Tennessee is set to become the first state to transition its Medicaid program to a block grant; a federal judge has blocked cuts to Medicare rates for 340B hospitals but did not grant permanent injunction; Senator Elizabeth Warren has unviled a plan to combat the opioid epidemic that would spend $100 billion over 10 years.
Tennessee Set to Become First State to Request Block Grant
Governor Bill Lee, R-Tennessee, is expected to sign legislation requesting approval from the Trump administration to turn the state’s Medicaid program into a block grant, according to The Wall Street Journal
. If approved, Tennessee would become the first state to make the transition.

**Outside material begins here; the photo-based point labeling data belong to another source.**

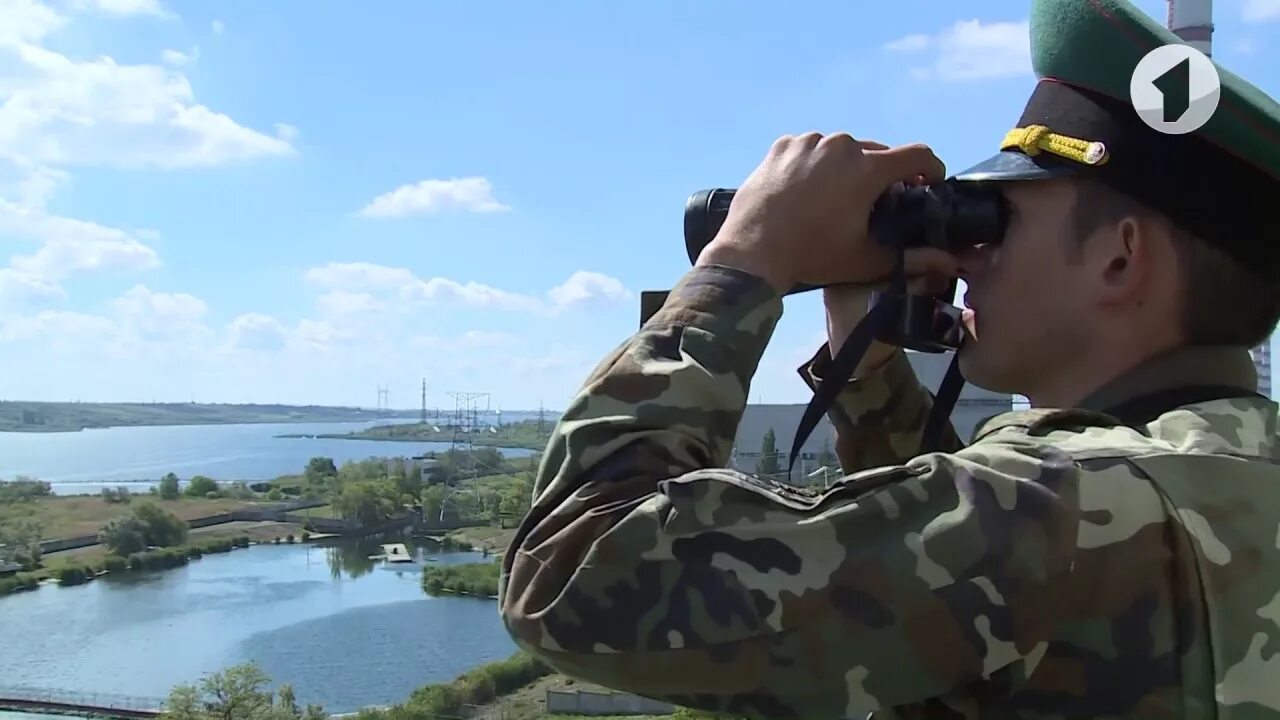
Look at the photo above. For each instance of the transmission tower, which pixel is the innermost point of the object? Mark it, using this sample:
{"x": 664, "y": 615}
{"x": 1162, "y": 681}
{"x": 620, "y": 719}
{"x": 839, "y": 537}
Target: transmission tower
{"x": 466, "y": 414}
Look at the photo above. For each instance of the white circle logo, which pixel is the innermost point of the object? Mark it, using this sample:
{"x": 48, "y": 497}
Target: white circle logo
{"x": 1175, "y": 89}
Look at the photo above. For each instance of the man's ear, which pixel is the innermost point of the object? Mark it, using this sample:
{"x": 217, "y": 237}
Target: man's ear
{"x": 1121, "y": 259}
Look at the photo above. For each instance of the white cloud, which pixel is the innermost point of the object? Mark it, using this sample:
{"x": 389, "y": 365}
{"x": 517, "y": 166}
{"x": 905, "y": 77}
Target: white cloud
{"x": 581, "y": 287}
{"x": 163, "y": 308}
{"x": 62, "y": 110}
{"x": 969, "y": 50}
{"x": 359, "y": 276}
{"x": 58, "y": 112}
{"x": 584, "y": 286}
{"x": 1261, "y": 10}
{"x": 174, "y": 57}
{"x": 344, "y": 302}
{"x": 471, "y": 195}
{"x": 122, "y": 8}
{"x": 255, "y": 331}
{"x": 466, "y": 341}
{"x": 69, "y": 246}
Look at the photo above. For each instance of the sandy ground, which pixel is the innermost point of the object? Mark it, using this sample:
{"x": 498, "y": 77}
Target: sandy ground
{"x": 261, "y": 532}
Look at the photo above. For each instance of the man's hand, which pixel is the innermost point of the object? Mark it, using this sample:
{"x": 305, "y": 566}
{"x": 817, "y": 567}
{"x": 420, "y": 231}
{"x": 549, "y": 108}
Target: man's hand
{"x": 848, "y": 305}
{"x": 801, "y": 215}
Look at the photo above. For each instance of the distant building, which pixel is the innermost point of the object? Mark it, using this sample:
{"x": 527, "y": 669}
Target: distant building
{"x": 974, "y": 406}
{"x": 1262, "y": 364}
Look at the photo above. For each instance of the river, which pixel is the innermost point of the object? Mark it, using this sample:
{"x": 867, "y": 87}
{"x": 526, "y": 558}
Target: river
{"x": 83, "y": 463}
{"x": 346, "y": 632}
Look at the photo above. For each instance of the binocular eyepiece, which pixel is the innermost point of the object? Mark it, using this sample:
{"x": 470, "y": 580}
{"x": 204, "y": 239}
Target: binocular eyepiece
{"x": 950, "y": 215}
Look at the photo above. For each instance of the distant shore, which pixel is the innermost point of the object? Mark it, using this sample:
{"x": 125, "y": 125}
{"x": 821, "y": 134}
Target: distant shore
{"x": 528, "y": 434}
{"x": 30, "y": 417}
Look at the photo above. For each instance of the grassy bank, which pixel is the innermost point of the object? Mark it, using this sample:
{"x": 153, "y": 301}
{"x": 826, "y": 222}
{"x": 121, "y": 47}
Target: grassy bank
{"x": 479, "y": 579}
{"x": 487, "y": 538}
{"x": 163, "y": 559}
{"x": 478, "y": 687}
{"x": 73, "y": 515}
{"x": 529, "y": 434}
{"x": 71, "y": 417}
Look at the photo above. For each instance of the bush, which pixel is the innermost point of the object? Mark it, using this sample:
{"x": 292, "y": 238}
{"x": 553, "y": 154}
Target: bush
{"x": 73, "y": 575}
{"x": 18, "y": 583}
{"x": 478, "y": 687}
{"x": 472, "y": 578}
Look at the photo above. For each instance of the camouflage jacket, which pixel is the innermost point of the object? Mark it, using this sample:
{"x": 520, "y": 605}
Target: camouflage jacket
{"x": 1057, "y": 566}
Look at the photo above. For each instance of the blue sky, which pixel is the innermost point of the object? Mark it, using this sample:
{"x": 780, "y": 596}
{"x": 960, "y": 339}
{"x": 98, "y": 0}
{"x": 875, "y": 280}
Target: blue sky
{"x": 298, "y": 201}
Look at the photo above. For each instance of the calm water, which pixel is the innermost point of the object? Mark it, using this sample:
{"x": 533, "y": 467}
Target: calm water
{"x": 343, "y": 630}
{"x": 88, "y": 460}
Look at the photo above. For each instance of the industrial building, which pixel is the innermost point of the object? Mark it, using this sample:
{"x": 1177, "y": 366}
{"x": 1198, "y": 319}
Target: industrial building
{"x": 1192, "y": 21}
{"x": 974, "y": 406}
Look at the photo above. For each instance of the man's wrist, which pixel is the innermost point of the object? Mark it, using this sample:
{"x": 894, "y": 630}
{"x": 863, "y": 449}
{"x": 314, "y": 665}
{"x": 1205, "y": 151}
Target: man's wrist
{"x": 741, "y": 256}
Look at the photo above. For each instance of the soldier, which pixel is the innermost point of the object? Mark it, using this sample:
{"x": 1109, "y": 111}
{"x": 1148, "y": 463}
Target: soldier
{"x": 1112, "y": 552}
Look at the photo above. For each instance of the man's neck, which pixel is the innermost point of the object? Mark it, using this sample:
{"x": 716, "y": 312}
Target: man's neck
{"x": 1153, "y": 372}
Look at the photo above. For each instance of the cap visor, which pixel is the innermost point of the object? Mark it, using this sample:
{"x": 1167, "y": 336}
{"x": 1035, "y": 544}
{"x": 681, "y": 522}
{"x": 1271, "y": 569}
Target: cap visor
{"x": 1014, "y": 167}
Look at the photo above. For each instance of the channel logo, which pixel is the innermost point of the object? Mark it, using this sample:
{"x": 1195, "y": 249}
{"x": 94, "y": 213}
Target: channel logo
{"x": 1175, "y": 89}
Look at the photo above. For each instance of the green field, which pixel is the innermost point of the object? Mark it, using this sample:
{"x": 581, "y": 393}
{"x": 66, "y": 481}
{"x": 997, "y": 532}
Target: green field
{"x": 69, "y": 417}
{"x": 530, "y": 434}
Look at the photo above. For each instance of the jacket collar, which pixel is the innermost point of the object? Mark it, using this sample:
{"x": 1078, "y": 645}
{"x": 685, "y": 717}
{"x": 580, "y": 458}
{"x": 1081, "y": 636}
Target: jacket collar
{"x": 1183, "y": 367}
{"x": 1224, "y": 367}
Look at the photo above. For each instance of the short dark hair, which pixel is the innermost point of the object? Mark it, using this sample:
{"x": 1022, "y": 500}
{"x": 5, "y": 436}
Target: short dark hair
{"x": 1221, "y": 301}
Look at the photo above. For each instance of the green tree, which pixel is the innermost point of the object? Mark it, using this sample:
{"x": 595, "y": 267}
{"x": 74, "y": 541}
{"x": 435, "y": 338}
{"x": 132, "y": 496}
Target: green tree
{"x": 23, "y": 488}
{"x": 19, "y": 542}
{"x": 368, "y": 501}
{"x": 827, "y": 458}
{"x": 161, "y": 528}
{"x": 768, "y": 463}
{"x": 241, "y": 692}
{"x": 169, "y": 488}
{"x": 287, "y": 702}
{"x": 201, "y": 486}
{"x": 147, "y": 525}
{"x": 123, "y": 536}
{"x": 319, "y": 470}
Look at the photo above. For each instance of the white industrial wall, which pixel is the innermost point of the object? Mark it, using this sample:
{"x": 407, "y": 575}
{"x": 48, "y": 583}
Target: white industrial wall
{"x": 973, "y": 406}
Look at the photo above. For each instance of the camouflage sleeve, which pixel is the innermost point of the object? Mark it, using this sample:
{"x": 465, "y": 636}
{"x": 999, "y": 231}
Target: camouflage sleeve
{"x": 880, "y": 417}
{"x": 647, "y": 566}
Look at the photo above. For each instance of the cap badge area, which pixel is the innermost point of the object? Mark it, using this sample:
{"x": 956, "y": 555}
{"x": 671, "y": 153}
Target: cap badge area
{"x": 1033, "y": 140}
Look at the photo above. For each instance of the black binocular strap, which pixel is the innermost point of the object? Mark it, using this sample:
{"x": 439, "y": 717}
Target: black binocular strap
{"x": 844, "y": 363}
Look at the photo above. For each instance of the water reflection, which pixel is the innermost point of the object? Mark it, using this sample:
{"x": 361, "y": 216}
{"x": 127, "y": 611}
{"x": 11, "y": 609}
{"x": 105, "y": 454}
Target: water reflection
{"x": 346, "y": 630}
{"x": 357, "y": 557}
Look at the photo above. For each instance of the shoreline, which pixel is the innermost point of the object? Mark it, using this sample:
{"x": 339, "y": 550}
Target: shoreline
{"x": 504, "y": 445}
{"x": 72, "y": 429}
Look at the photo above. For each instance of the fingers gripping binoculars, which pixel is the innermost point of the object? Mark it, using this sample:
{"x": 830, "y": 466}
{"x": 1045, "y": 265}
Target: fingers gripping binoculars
{"x": 949, "y": 215}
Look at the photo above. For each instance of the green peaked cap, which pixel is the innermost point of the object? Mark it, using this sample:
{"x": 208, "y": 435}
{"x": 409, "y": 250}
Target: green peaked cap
{"x": 1220, "y": 181}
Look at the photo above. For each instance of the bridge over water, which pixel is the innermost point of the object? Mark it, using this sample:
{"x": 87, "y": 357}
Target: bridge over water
{"x": 71, "y": 702}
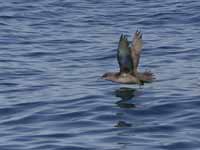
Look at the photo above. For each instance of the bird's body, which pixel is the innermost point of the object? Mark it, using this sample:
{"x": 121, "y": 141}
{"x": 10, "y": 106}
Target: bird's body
{"x": 128, "y": 58}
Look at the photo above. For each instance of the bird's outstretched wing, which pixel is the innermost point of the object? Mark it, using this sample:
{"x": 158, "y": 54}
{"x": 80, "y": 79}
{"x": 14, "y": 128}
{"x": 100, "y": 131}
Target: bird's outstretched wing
{"x": 136, "y": 48}
{"x": 124, "y": 55}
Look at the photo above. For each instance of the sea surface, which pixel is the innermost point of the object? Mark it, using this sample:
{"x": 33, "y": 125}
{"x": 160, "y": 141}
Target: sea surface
{"x": 53, "y": 54}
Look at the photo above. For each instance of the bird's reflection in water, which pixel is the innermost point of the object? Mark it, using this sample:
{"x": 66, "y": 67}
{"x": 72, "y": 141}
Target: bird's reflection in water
{"x": 125, "y": 94}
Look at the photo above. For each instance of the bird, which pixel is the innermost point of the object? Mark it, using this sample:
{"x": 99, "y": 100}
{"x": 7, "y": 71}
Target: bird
{"x": 128, "y": 57}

While supporters of the move say that the grants would give states more flexibility to try novel ideas that may increase coverage or lower costs and is a better way to control Medicaid spending, opponents argue that the switch would challenge Medicaid’s guarantee of coverage for eligible low-income and disabled adults because of the fixed funding amounts.

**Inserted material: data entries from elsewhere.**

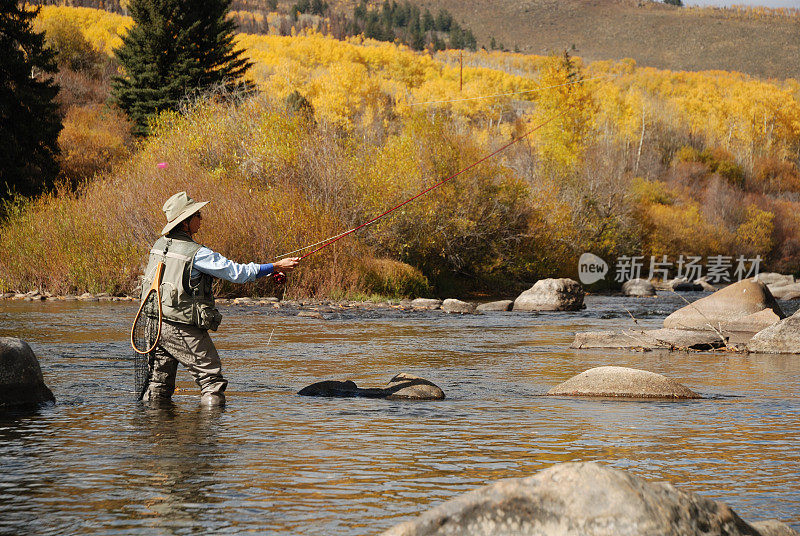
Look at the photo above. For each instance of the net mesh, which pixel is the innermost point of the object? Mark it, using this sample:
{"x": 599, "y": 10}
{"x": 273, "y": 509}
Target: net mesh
{"x": 145, "y": 331}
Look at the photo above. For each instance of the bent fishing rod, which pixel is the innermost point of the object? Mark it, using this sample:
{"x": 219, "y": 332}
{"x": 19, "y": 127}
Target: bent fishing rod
{"x": 280, "y": 277}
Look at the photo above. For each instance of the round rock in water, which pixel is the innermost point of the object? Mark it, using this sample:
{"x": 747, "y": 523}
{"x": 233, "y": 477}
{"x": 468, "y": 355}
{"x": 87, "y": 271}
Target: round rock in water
{"x": 426, "y": 303}
{"x": 551, "y": 295}
{"x": 622, "y": 382}
{"x": 582, "y": 499}
{"x": 409, "y": 387}
{"x": 502, "y": 305}
{"x": 451, "y": 305}
{"x": 780, "y": 338}
{"x": 21, "y": 381}
{"x": 638, "y": 287}
{"x": 731, "y": 303}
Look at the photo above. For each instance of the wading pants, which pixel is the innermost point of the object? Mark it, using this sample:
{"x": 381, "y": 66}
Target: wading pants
{"x": 193, "y": 348}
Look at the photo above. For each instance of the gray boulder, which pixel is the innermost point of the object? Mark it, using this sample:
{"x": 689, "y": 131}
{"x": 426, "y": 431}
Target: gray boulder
{"x": 451, "y": 305}
{"x": 705, "y": 285}
{"x": 401, "y": 387}
{"x": 21, "y": 381}
{"x": 581, "y": 499}
{"x": 780, "y": 338}
{"x": 551, "y": 295}
{"x": 622, "y": 382}
{"x": 502, "y": 305}
{"x": 669, "y": 339}
{"x": 638, "y": 287}
{"x": 726, "y": 305}
{"x": 426, "y": 303}
{"x": 752, "y": 323}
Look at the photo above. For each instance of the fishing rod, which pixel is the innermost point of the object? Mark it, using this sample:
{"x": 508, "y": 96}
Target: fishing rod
{"x": 280, "y": 277}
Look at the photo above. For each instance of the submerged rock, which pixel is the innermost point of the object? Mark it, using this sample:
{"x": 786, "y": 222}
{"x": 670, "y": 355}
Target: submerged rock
{"x": 785, "y": 292}
{"x": 582, "y": 499}
{"x": 451, "y": 305}
{"x": 426, "y": 303}
{"x": 670, "y": 339}
{"x": 622, "y": 382}
{"x": 780, "y": 338}
{"x": 774, "y": 278}
{"x": 401, "y": 387}
{"x": 502, "y": 305}
{"x": 551, "y": 295}
{"x": 21, "y": 381}
{"x": 638, "y": 287}
{"x": 705, "y": 285}
{"x": 732, "y": 303}
{"x": 681, "y": 284}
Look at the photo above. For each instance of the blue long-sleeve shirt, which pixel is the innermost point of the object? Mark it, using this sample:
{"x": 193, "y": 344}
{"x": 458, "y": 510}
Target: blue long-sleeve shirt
{"x": 212, "y": 263}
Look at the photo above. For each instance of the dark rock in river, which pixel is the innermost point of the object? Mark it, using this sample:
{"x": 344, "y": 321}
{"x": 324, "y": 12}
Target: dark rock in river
{"x": 727, "y": 305}
{"x": 582, "y": 499}
{"x": 622, "y": 382}
{"x": 502, "y": 305}
{"x": 426, "y": 303}
{"x": 451, "y": 305}
{"x": 401, "y": 387}
{"x": 670, "y": 339}
{"x": 551, "y": 295}
{"x": 780, "y": 338}
{"x": 681, "y": 284}
{"x": 785, "y": 292}
{"x": 638, "y": 287}
{"x": 21, "y": 381}
{"x": 774, "y": 279}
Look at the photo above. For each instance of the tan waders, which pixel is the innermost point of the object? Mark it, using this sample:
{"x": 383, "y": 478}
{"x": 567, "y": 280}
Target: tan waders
{"x": 192, "y": 347}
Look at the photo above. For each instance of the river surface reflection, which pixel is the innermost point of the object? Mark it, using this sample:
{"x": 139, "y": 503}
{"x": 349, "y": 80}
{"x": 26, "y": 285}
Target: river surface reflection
{"x": 273, "y": 462}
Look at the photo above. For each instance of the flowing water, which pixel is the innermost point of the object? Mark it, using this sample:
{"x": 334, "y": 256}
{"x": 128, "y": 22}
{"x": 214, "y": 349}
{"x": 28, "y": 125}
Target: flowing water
{"x": 273, "y": 462}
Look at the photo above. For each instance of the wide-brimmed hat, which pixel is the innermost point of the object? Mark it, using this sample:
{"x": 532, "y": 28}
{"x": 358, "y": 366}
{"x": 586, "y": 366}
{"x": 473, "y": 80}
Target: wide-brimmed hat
{"x": 179, "y": 207}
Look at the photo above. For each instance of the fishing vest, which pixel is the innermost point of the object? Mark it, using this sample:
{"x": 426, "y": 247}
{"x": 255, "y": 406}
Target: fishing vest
{"x": 183, "y": 300}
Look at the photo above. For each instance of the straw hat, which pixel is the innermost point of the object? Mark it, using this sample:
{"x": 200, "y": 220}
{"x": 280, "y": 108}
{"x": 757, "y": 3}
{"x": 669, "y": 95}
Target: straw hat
{"x": 179, "y": 207}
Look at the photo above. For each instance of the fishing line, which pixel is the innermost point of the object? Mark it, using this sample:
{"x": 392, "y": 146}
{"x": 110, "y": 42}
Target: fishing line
{"x": 328, "y": 241}
{"x": 514, "y": 92}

Judge Blocks Medicare Cuts to 340B Hospitals
A federal judge has blocked the Trump administration’s 340B Medicare rate cuts for hospitals, ruling that the decreased rates aren’t lawful for 2018 and 2019. But, according to Modern Healthcare
, the judge did not grant hospitals a permanent injunction against the cuts and instead ordered HHS to try out a remedial measure and to provide a status update on August 5. The judge said that eliminating the rule would wreak havoc on Medicare and that HHS can’t add to the department’s expenses.
Warren Unveils $100 Billion Plan to Combat Opioid Epidemic
Democratic presidential candidate Elizabeth Warren on Wednesday released a $100 billion plan to combat the opioid epidemic over 10 years. The plan, which is an expansion of the CARE Act that she introduced last year in the Senate, would include changes to Medicaid and expanded access to medication-assisted treatment. The New York Times
reported that, as she unveiled her plan, Warren also announced that she would donate the $4500 in campaign contributions she had received from the Sackler family, which owns Purdue Pharma, and called for Harvard University to remove the family name from all campus buildings.